Die Klägerin bestätigte das Verbot. Ein Jahr später verkaufte sie das Grundstück an die Drittwiderbeklagte, bewilligte die Eintragung von Auflassungsvormerkungen und trat den Käufern ihre Ansprüche gegen die Beklagte auf Verschaffung des Eigentums ab. Ein Milchverarbeitungsverbot vereinbarte sie nicht. Im November erklärte die Beklagte deshalb den Rücktritt vom Vertrag.

Die Klägerin verlangt Übergabe der Grundstücke. Die Beklagte erstrebt durch Widerklage unter anderem die Bewilligungen zur Löschung der Auflassungsvormerkungen Zug um Zug gegen Rückzahlung des Kaufpreises. Von der Drittwiderbeklagten verlangt sie Löschung der zu ihren Gunsten eingetragenen Vormerkung.

Das Landgericht hat die Klage abgewiesen und der Widerklage und Drittwiderklage stattgegeben. Die dagegen eingelegte Berufung führte dazu, dass das OLG der Klage stattgab und die Widerklage und Drittwiderklage abwies. Hiergegen wendet sich die Revision der Beklagten.

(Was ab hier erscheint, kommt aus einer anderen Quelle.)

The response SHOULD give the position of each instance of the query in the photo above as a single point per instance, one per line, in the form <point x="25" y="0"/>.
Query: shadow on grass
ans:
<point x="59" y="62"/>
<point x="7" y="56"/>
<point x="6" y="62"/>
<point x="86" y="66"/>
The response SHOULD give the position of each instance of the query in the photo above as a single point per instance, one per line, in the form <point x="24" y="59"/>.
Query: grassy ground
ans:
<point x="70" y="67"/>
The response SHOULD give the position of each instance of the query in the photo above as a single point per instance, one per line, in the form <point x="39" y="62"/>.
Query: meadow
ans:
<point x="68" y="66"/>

Entscheidung | BGH V ZR 7/19

Die Revision blieb ohne Erfolg.

Die nach der Auflassung getroffene Vereinbarung war zwar formlos möglich (1.), der Rechtsfehler habe sich allerdings nicht ausgewirkt (2.)

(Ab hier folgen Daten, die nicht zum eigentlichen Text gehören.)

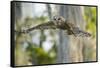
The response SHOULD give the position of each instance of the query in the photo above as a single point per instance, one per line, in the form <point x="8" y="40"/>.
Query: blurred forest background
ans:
<point x="53" y="46"/>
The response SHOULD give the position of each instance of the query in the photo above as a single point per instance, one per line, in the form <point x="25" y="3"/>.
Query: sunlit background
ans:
<point x="53" y="46"/>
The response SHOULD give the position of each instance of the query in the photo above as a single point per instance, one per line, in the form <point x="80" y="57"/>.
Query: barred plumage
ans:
<point x="59" y="22"/>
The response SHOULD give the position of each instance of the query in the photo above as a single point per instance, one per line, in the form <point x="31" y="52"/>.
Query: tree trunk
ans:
<point x="70" y="47"/>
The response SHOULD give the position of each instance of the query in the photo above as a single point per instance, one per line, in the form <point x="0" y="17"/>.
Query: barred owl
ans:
<point x="59" y="22"/>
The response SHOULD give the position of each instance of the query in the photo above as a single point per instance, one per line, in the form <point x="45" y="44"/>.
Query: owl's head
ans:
<point x="58" y="20"/>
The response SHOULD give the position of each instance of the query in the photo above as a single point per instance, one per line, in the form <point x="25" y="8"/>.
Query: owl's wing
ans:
<point x="47" y="25"/>
<point x="78" y="32"/>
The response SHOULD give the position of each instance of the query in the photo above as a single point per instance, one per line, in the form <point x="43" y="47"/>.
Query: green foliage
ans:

1. Änderungen des Grundstückskaufvertrages seien nach der Auflassung formlos möglich, wenn die Auflassung bindend geworden sei. Die Ausnahme dieses Grundsatzes für Fälle, durch die die Erwerbs- oder Veräußerungspflichten geändert oder neu begründet werden, greife hier nicht.

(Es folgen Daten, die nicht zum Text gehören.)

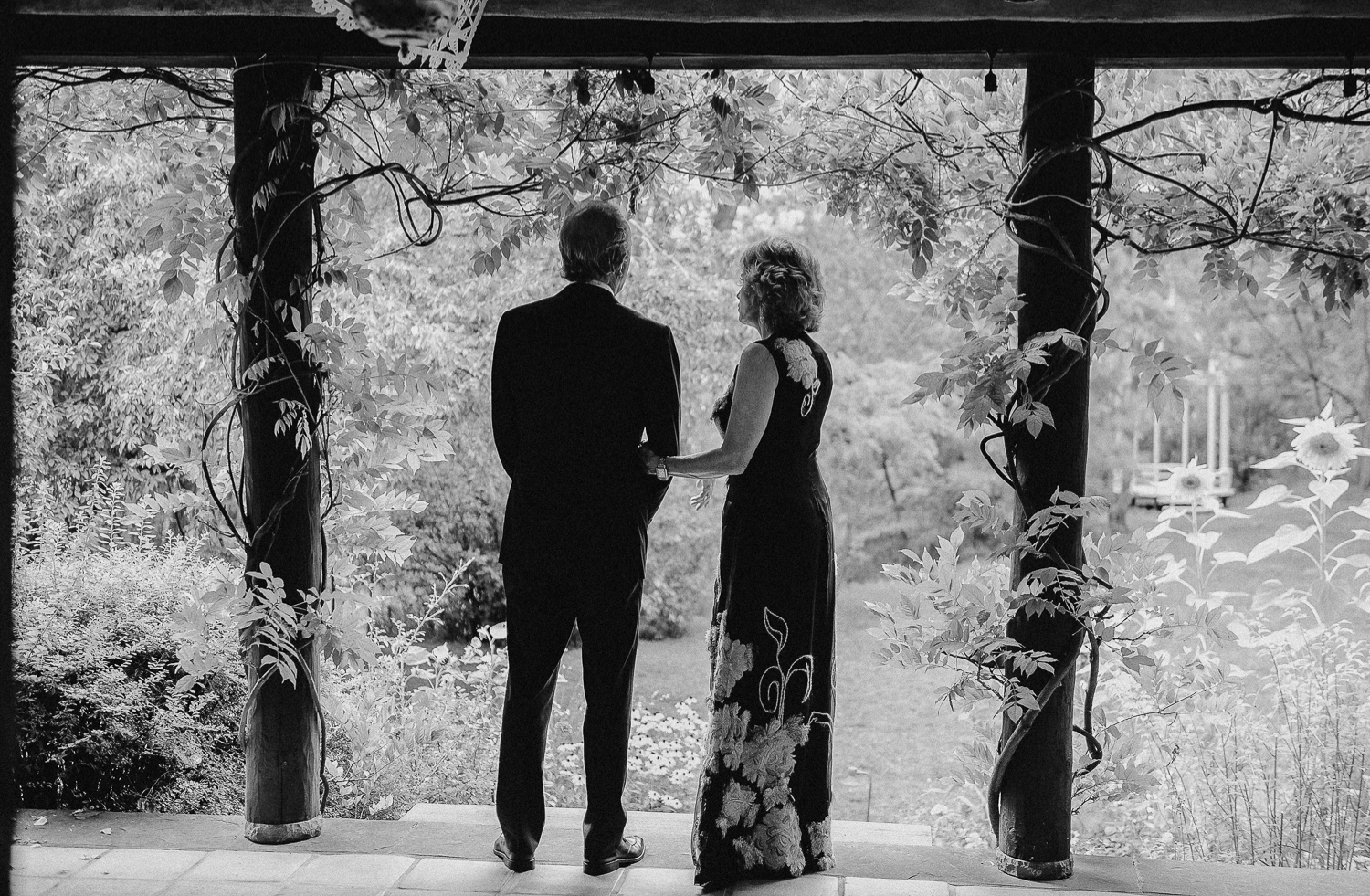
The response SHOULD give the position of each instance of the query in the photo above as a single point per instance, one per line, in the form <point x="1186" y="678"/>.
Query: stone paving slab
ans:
<point x="81" y="860"/>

Denn die Parteien hätten hier eine Nutzungsbeschränkung vereinbart, mit der sie die Möglichkeit zur Nutzung des Grundstücks beschränken. Selbst wenn also bei einem Verstoß gegen das Verbot, das Grundstück in einer bestimmten Weise nicht genutzt werden dürfe auch ein Rücktrittsrecht entstünde, bliebe die Verpflichtung zur dinglichen Rechtsänderung aus dem Kaufvertrag unberührt. Es trete auch keine neue Rückübertragungsverpflichtung hinzu. Zwar hätten die Parteien infolge des Rücktritts die empfangenen Leistungen zurückzugewähren. Dabei handele es sich jedoch um eine gesetzlich angeordnete Rechtsfolge, eine solche stelle keine Änderung oder Neubegründung von Erwerbs- oder Veräußerungspflichten dar. An der Formfreiheit ändere es auch nichts, wenn die Nutzungsbeschränkung mit einer Minderung des Grundstückswerts einhergeht. Denn auch eine nach der Auflassung getroffene Vereinbarung, durch die der Kaufpreis erhöht oder ermäßigt werde, also ebenfalls das Verhältnis von Leistung und Gegenleistung verändert werde, sei nach bindend erklärter Auflassung formfrei möglich.

2. Der Rechtsfehler habe sich allerdings nicht ausgewirkt, da die Auslegung der Vereinbarung ergab, dass der Klägerin nicht der Weiterverkauf des Grundstücks ohne Weitergabe des Milchverarbeitungsverbots untersagt worden sei. Aus dem Wortlaut, wonach das Verbot auch für etwaige Rechtsnachfolger gelten solle, ergebe sich bloß die Übernahme einer Nebenpflicht, nach der die Klägerin dafür Sorge zu tragen habe, dass das Milchverarbeitungsverbot bei Vermietung, Verpachtung und bei einem Weiterverkauf eingehalten werde. Auf welche Weise dies sicherzustellen sei, blieb offen. So sei auch nicht erkennbar, ob die Beklagte in jedem Fall an der Durchsetzung des Verbots gelegen war; denkbar war auch, dass ihre Interessen durch eine Schadenersatzverpflichtung der Klägerin hinreichend gewahrt war.

Praxishinweis | BGH V ZR 7/19

Der BGH bestätigt durch das Urteil seine alte Rechtsprechung, nach der Änderungen nach erklärter Auflassung keiner Form bedürfen, wenn sie nicht neue selbstständige Veräußerungs- oder Erwerbsverpflichtungen begründen. Dabei zeigt die dem Urteil zugrunde liegende Konstellation, dass die Warnfunktion des § 311b BGB auch nach § 873 Abs. 2 BGB von höchster Bedeutung sein kann. Hierauf wird auch in Zukunft in der Beratungspraxis hinzuweisen sein.